Some advancements in research have potentially brought us closer to the goal of finding a cure or better method of treating type one (T1D) and type two diabetes (T2D).
Both conditions can lead to serious complications. Let’s see what further developments are undergoing research now.
The Mexican Cavefish
What does a fish have to do with diabetes? This chubby, blind cave-dweller has evolved to be insulin resistant. Intrigue abounds when comparing the cave-dweller to its river-dwelling counterpart from the same species.
Insulin is released from the pancreatic B cells after eating, and this regulatory hormone latches onto receptors in your muscles, liver, and fat. Insulin absorbs the glucose from carbohydrates in the bloodstream into the cells.
Your blood glucose levels normalize, and some glucose is burned for energy while some is stored as glycogen for later use. When your body starves, the pancreas releases glucagon, which converts glycogen back to glucose for energy.
Biologist Misty Riddle from the Stowers Institute for Medical Research examined the cave-dwelling fish closely to understand how it survived in its environment if it was insulin resistant.
The cave-dwellers glucose levels were up and down after eating and fasting for 21-days, much more so than the river-dwelling fish. The cave-dwelling fish converted their proline amino acids to leucine amino acids, a phenomenon seen in cases of severe insulin resistance.
These fish have evolved to be diabetic, but they’re also living longer than the river-dwelling fish, confirming that they’ve adopted alternative mechanisms to thrive even in their diabetic state.
The Mexican cavefish phenomenon provides a means to investigate how T2D patients could adapt their natural homeostasis and avoid complications of their underlying diabetes.
The microbiome is the collection of bacteria that protects your stomach, and it has a role in hormone regulation and the immune system. Imbalances in this gut flora can be a source of problems in managing diabetes.
Trials are currently underway to enhance the flora and add a variety of bacteria that could help diabetics restore gut flora imbalances.
Virgin Beta Cells
Islet transplant therapy is when clusters of pancreatic cells from donors are transplanted into diabetic patients so that they can produce insulin again.
During recent research, astonishing evidence was found of a new type of cell in the pancreatic islets clusters, which are the cells attacked and depleted in T1D.

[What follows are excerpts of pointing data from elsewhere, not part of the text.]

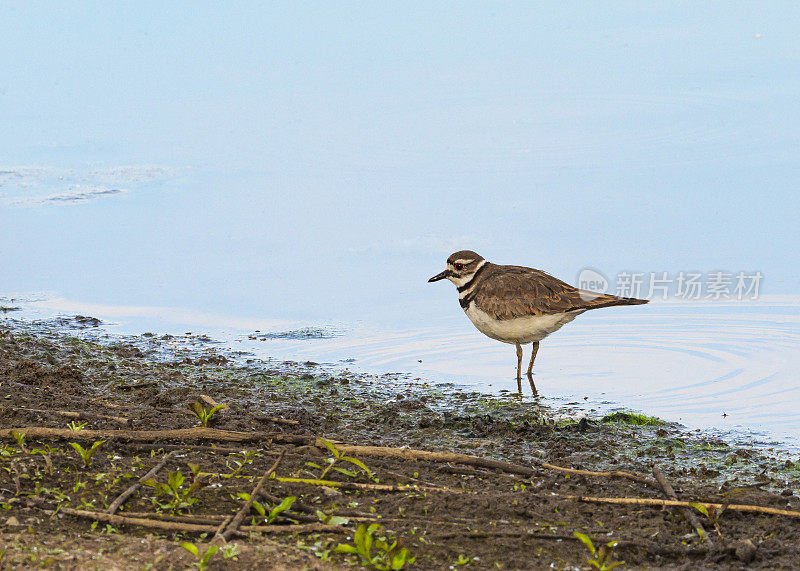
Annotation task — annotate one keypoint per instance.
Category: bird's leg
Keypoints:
(533, 357)
(530, 367)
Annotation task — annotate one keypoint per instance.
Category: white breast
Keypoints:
(520, 330)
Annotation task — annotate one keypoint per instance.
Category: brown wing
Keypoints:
(515, 291)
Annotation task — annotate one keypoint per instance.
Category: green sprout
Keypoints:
(86, 453)
(387, 556)
(230, 550)
(204, 414)
(273, 514)
(602, 556)
(337, 457)
(179, 496)
(19, 438)
(712, 514)
(202, 560)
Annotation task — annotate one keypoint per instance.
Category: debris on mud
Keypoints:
(115, 452)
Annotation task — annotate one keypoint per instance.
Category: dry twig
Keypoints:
(248, 505)
(669, 491)
(136, 485)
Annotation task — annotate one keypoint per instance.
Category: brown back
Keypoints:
(506, 292)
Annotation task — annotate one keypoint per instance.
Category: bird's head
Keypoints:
(461, 266)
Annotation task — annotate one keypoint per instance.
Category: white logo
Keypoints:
(591, 283)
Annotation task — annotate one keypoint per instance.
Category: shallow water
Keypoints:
(731, 367)
(312, 168)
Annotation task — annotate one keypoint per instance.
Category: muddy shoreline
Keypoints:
(481, 516)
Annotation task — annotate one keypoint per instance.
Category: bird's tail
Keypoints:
(608, 300)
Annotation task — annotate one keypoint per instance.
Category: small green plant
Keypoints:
(603, 559)
(202, 560)
(230, 550)
(713, 515)
(19, 438)
(339, 457)
(273, 514)
(204, 414)
(388, 556)
(86, 453)
(239, 463)
(179, 496)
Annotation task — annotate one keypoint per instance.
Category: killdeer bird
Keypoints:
(519, 305)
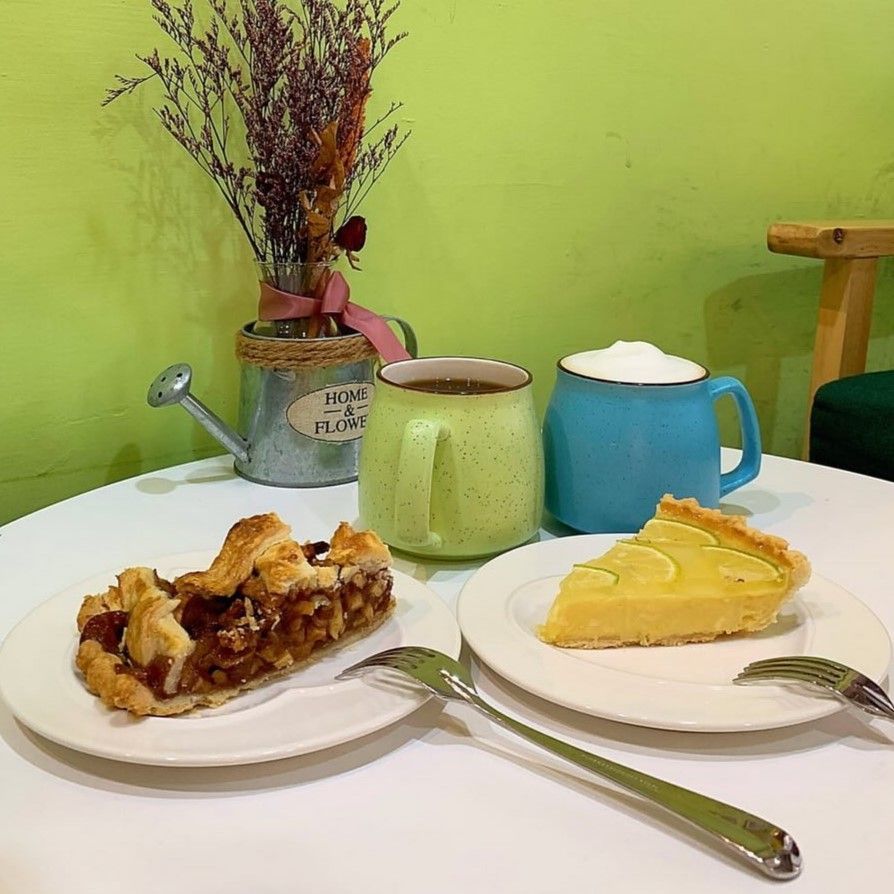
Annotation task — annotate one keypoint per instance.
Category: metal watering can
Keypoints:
(299, 427)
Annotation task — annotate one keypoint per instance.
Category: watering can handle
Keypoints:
(409, 335)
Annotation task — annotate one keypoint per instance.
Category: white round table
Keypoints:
(443, 801)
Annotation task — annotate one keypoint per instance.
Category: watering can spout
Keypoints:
(171, 386)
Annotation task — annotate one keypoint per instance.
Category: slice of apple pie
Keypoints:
(266, 606)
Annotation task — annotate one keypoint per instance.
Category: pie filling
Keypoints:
(690, 575)
(265, 605)
(242, 638)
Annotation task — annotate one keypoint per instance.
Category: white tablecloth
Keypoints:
(443, 801)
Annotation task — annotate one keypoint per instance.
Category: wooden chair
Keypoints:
(850, 249)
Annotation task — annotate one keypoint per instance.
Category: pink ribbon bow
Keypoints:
(278, 305)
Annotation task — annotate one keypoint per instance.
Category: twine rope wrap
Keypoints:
(302, 353)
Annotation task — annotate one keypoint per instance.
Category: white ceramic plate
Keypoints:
(667, 687)
(296, 715)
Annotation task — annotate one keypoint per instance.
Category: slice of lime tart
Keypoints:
(690, 575)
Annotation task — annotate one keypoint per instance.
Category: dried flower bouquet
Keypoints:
(270, 100)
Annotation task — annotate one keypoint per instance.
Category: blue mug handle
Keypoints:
(750, 464)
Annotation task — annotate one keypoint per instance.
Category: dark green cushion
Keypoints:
(852, 424)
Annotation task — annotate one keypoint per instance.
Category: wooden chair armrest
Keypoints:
(833, 238)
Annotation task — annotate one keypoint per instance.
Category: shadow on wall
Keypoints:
(762, 328)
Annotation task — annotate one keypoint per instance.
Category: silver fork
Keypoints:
(849, 685)
(764, 845)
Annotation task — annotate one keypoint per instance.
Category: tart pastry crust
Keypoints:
(735, 532)
(267, 606)
(642, 604)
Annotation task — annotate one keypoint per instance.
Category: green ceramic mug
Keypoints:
(451, 463)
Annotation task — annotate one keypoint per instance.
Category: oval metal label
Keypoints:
(334, 413)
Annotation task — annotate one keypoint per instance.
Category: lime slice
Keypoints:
(601, 577)
(657, 529)
(740, 567)
(642, 562)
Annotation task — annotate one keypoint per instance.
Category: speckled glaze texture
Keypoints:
(481, 456)
(612, 450)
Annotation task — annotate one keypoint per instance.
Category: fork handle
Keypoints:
(771, 849)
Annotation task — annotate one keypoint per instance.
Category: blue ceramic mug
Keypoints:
(612, 449)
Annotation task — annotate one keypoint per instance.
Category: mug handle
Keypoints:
(750, 464)
(409, 335)
(412, 490)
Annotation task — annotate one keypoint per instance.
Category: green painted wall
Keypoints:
(579, 171)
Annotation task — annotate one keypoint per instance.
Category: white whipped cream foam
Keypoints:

Among the clusters were immature beta cells, also called “virgin beta cells.” The question was whether these previously unnoticed cells could be matured to function as insulin-producing cells.
Mark Huising from the University of California and his colleagues are currently researching the virgin cells to determine whether they can be matured to respond to glucose levels in the bloodstream and release the necessary insulin.
The immature beta cells lack the receptors to determine blood glucose levels. Further research will be needed to determine if these cells can subsequently develop these receptors and become fully functional.
A few different types of artificial pancreas exist today. Insulin pumps and the apps that work with them help parents monitor and care for children with T1D. The apps monitor glucose levels, and the pump automatically injects the right dose.
The concept of the artificial pancreas is to replace the organ with newly placed virgin beta cells that are manipulated to prevent the immune system from attacking them.
Researchers are still faced with two of the biggest problems: The scarcity of donors making it hard to conduct human trials and overcoming the immune system response to the virgin beta cells.
However, a new bioengineered pancreas was tested in a different body location, and the results from one woman’s improved T1D showed some success. The female T1D patient had the artificial organ transplanted into her omentum, and she had improvement of her T1D.
The omentum is a large, flat tissue made of a fatty membrane in front of the intestines. The artificial organ in that region mimicked the pancreas more successfully than other transplant sites.
Improvement in three areas will be beneficial in the advancement of the artificial pancreas:
- Faster-acting insulin.
- The use of Amylin, another hormone that improves the activity of insulin.
- Improving insulin dose algorithms.
Great strides have been made so far, but overcoming these problems will be a considerable advance in the treatment and methodology of curing T1D.
Learning from nature always helps science advance in treating chronic conditions, and the success of various therapy trials continues to grow.
There might not be a cure for diabetes today, but the future holds promise for millions of people globally.